Growth is oftentimes considered its own discipline and, sometimes, its own line of business with it’s own marketing, product, engineering, and operations staff that experiment with and A/B test all aspects of the user experience leading to conversion and expansion, as well as things like referral marketing.

In my decidedly old-man-shaking-fist-at-sky mindset, this isn’t a discipline. It’s a dedicated funnel team that’s usually led from product and run like an independent operating unit. But every generation needs to feel special. So have your mantle.

Marketing Operations (Top to Bottom)

Marketing operations (and sales operations) is the technology and operational aspect of running a funnel. This includes selecting, buying, building, operating, scaling, and replacing (when necessary) all the tech and processes associated with running marketing (and sometimes sales).

Including, but not limited to:

  • Ad buying, testing, scaling
  • Marketing Automation: email automation, campaign building, lead attribution, campaign attribution, lead routing, CRM integration, data sanitation
  • Sales Automation or CRM: call routing, lead routing, lead attribution, campaign attribution, marketing automation integration, data sanitation
  • List building and buying
  • Reporting: KPI establishment, tuning, tracking, visualization, and report generation

Design (Top to Bottom)

Primarily graphic and web design, needed for everything from our website and landing pages to our conference booths and swag.

Design skills are needed for things including, but not limited to:

  • Visual identity
  • “Marketing” website: the parts of the site that are not the product or app
  • Ads of all types
  • Landing pages
  • Infographics
  • Diagrams, animations, backgrounds, mascots, etc
  • Swag: shirts, stickers, socks, totes, pens, etc
  • Conference booth graphics, structure, signage, etc

Good designers who can do marketing work are as hard to find as good designers who do product work.

Experiential Marketing aka Event Marketing (Top to Bottom)

“Experiential” comes from the world of consumer brands and luxury goods, where we try to craft a particular experience for people — who may or may not already be customers — to engender interest, loyalty, brand association with something, etc.

A great example of this is Color Factory.

When To Start

As soon as we start thinking about building a thing, we start finding it’s place in the world: how to talk about, who it’s for, and what it’s competing against.

So marketing happens at the very beginning and it never stops.

How

For better or worse, most of marketing is well trod ground. It’s a lot of manual labor, a fair amount of trial and error, and constant experimentation.

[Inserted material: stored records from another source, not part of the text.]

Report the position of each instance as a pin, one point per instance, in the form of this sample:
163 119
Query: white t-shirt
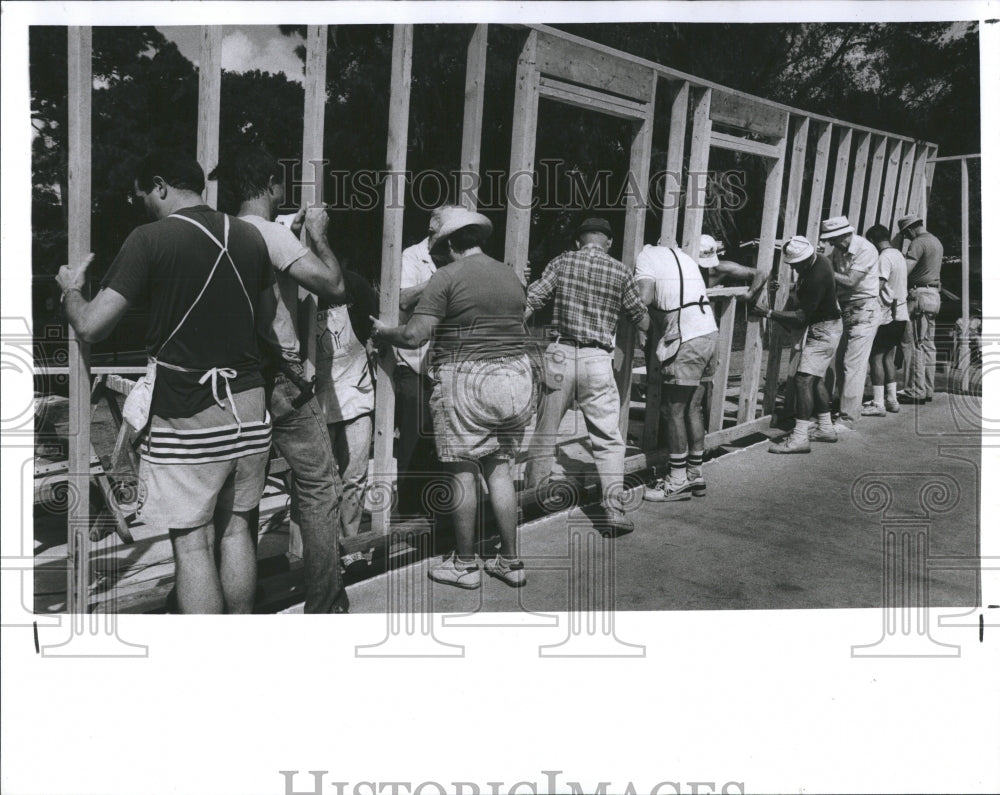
344 385
417 268
657 264
284 249
892 268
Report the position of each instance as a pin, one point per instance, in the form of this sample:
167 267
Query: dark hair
246 173
878 234
175 168
467 237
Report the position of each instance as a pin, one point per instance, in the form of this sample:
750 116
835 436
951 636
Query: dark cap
594 225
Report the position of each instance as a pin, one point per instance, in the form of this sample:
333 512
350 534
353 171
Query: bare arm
92 320
414 334
319 272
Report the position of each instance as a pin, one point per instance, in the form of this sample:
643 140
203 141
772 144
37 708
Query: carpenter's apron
216 373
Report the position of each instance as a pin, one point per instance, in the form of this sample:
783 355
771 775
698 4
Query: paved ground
774 532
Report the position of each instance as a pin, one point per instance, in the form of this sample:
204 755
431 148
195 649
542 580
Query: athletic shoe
511 572
461 576
696 485
790 445
820 435
665 491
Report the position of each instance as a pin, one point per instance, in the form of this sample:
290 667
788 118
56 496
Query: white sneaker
461 575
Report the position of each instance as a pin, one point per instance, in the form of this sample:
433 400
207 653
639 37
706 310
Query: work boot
790 445
821 435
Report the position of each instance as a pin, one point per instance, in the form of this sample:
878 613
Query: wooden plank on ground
593 68
841 166
209 104
79 99
522 158
905 177
472 120
743 113
889 183
727 324
858 178
632 241
753 348
701 135
875 182
816 192
392 249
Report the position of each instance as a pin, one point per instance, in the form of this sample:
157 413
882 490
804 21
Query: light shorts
184 492
820 347
481 407
695 361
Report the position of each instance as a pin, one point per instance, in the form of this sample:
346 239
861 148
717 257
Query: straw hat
451 219
797 249
835 227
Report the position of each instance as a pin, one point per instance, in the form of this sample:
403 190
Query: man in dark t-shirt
819 313
206 280
923 265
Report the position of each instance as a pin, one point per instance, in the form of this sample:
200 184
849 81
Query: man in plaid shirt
590 289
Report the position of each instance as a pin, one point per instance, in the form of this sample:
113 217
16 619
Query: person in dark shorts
206 280
253 181
892 295
483 396
819 314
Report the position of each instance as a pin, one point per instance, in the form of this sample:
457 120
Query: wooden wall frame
567 68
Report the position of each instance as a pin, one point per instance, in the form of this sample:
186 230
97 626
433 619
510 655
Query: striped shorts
190 466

Anything we find that works will eventually stop working, or will only work to a certain scale. Tactics frequently change. They also tend to pile up, so we add new ones more often than we retire old ones.

Marketing has a different risk profile than many aspects of software engineering. Things like perceptions are not so easily repaired or debugged (or forgiven), once established. Leads can be “burned” and may never give you a second chance. Once a journalist puts you in a particular competitive bucket, they may never take you out of that bucket.

I would argue that it’s not hard, so much as it is a great deal of work.